LONDON, April 29 (Reuters) – Prime Minister Keir Starmer said on Wednesday that Britain’s biggest company AstraZeneca would invest 300 million pounds ($405 million) in the country, after pausing large-scale projects last year.
The investment follows praise from drugmakers including AstraZeneca for a U.S.-UK agreement aimed at increasing medicine prices in Britain in line with the Trump administration’s new U.S. pricing policies. The deal was finalised earlier in April.
“I can announce a significant new investment by AstraZeneca, investing 300 million pounds in UK life sciences, made possible by the pharmaceutical arrangement we have struck with the United States,” Starmer told lawmakers in parliament.

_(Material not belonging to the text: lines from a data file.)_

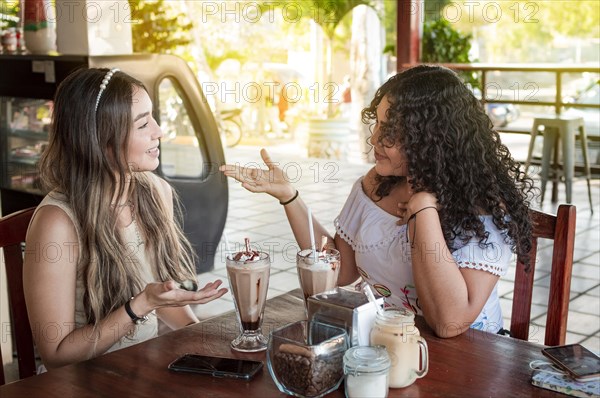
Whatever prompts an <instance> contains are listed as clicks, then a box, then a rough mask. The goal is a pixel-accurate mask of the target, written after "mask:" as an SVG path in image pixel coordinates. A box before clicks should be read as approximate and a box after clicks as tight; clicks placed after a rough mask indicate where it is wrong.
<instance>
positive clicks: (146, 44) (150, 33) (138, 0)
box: [129, 0, 193, 53]
mask: <svg viewBox="0 0 600 398" xmlns="http://www.w3.org/2000/svg"><path fill="white" fill-rule="evenodd" d="M129 4H130V5H131V9H132V17H133V19H134V23H133V25H132V28H131V31H132V37H133V51H134V52H139V53H171V52H172V51H173V50H174V49H175V48H177V47H179V46H186V45H188V44H190V42H191V40H190V38H189V34H188V33H189V31H190V30H191V29H192V28H193V25H192V22H191V21H190V20H189V19H188V18H187V16H186V15H185V14H183V13H181V12H178V11H176V10H175V9H174V8H173V7H171V6H170V5H169V4H168V2H165V1H164V0H153V1H148V0H129Z"/></svg>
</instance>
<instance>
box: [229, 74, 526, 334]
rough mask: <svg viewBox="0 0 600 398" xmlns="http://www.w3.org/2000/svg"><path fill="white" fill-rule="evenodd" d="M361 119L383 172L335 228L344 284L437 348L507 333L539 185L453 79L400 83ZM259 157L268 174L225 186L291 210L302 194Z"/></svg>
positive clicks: (380, 87)
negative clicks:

Companies including AstraZeneca have warned that Europe risks missing out on new medicines under the new policy environment, known as most-favored-nation pricing.
“We want to recognize the importance of the U.S.-UK deal on pharmaceuticals, and the leading role this plays in ensuring increased spending on new medicines and driving access to new therapies,” AstraZeneca CEO Pascal Soriot said on a call with reporters shortly after Starmer’s announcement.
AstraZeneca earlier on Wednesday reported earnings that beat expectations, helped by demand for its cancer and rare disease drugs.
The investment will be used to complete the Rosalind Franklin building on AstraZeneca’s campus in Cambridge, eastern England, and to develop a lab of the future that will use digital and data tools to advance drug development.
Starmer said the investment would future-proof 1,000 jobs in Cambridge and Macclesfield, northern England.
Last year, AstraZeneca pulled back on a 200-million-pound investment plan in Cambridge, home to one of Britain’s leading life sciences hubs. It also scrapped plans for a 450-million-pound vaccine manufacturing plant in northern England after government support was cut.